La alta montaña de plumas y patas amontonadas, de huesos intactos, de restos varios del delicioso pollo a la brasa, cubren hasta ahora el vasto e inimitable territorio peruano. La increíble acumulación de migajas del plato emblemático por donde se le mire y donde se le encuentre a cualquier hora, fue el saldo de la celebración del afamado y jamás ponderado, ni leído, Día Mundial del libro. Nadie sabe cómo sucedió semejante hecho que aparentemente benefició a la industria pollera nacional y, por supuesto, al furor gastronómico protagonizado por cocineros y mozos.
Pero entre los altos círculos de estudiosos del avance indetenible de los chifas y pollerías, se sospecha que la cosa comenzó cuando leyó que en el Gran Perú, nombre también del caserío donde nació para escribir y visitar de vez en cuando las pollerías, anualmente se leía un cuarto de libro. Más o menos algo así como media palabra, o menos, cada 24 horas. En esa medida no entró el libro prestado y o no devuelto, el libro que se leerá algún día, el libro que nunca se abre pero que se muestra a las visitas y tantos otras cosas extrañas. .

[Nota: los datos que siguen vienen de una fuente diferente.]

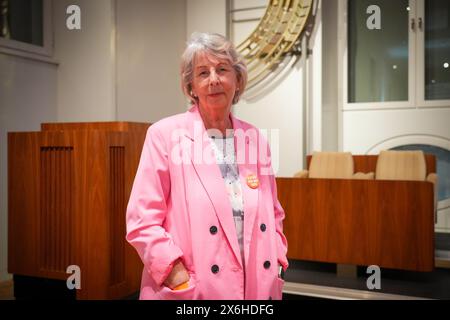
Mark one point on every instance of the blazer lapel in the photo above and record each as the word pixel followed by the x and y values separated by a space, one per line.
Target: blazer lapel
pixel 204 162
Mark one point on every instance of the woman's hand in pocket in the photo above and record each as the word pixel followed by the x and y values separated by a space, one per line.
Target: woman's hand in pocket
pixel 177 276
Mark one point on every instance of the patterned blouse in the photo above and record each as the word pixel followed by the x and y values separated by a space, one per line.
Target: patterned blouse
pixel 226 160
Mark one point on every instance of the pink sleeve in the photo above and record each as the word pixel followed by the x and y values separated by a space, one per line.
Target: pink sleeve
pixel 147 209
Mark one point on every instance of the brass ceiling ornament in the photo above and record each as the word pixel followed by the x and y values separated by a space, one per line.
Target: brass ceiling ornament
pixel 276 38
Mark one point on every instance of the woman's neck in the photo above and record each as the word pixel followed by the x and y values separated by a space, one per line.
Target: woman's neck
pixel 219 120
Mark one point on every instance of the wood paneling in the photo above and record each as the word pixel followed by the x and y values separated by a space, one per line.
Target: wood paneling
pixel 68 186
pixel 361 222
pixel 368 163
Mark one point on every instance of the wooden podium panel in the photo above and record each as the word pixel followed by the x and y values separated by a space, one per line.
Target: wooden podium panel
pixel 68 187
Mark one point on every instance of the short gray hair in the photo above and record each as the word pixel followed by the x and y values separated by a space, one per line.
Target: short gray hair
pixel 218 46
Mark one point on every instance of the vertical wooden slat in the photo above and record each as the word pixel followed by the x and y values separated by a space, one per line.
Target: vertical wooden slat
pixel 56 208
pixel 117 217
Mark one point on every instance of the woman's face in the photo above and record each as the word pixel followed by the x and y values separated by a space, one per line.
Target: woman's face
pixel 214 82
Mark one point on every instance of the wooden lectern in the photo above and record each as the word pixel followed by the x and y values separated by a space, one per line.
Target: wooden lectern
pixel 68 188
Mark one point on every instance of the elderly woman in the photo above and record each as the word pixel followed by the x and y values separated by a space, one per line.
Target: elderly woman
pixel 203 212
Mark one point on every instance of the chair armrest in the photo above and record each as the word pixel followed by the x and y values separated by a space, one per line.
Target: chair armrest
pixel 364 176
pixel 302 174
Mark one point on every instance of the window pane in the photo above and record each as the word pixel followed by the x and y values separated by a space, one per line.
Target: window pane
pixel 22 20
pixel 437 49
pixel 378 58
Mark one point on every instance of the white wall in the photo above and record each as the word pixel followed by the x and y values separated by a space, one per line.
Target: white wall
pixel 27 98
pixel 151 37
pixel 330 63
pixel 206 16
pixel 86 74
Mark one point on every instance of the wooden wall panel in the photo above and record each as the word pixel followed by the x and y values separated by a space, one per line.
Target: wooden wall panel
pixel 56 214
pixel 361 222
pixel 68 189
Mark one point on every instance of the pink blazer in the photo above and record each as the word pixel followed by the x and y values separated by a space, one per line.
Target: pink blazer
pixel 179 208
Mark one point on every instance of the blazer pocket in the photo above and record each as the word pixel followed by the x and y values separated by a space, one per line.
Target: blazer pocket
pixel 278 294
pixel 184 294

Para festejar con espíritu de zapateadora marinera, alegre huayno y contafiante pandillada, invitó a sus mejores parientes, sus mayores amigos y a tantos otros, a una pollería cercana para dar cuenta de varios cuartos de pollo. Entre comer y saber no existía ninguna diferencia esencial para ese ciudadano. La imitación de parte de los demás no demoró en desbordarse. El plato bandera, el crocante pollo al brasero, fue consumido durante varios meses en forma glotona y abusiva. Tiempo suficiente para acabar con la oferta existente. Lo que arruinó esa industria fue la labor de los ladrones que asaltaron pollerías, hicieron desalojos en huertas y galpones.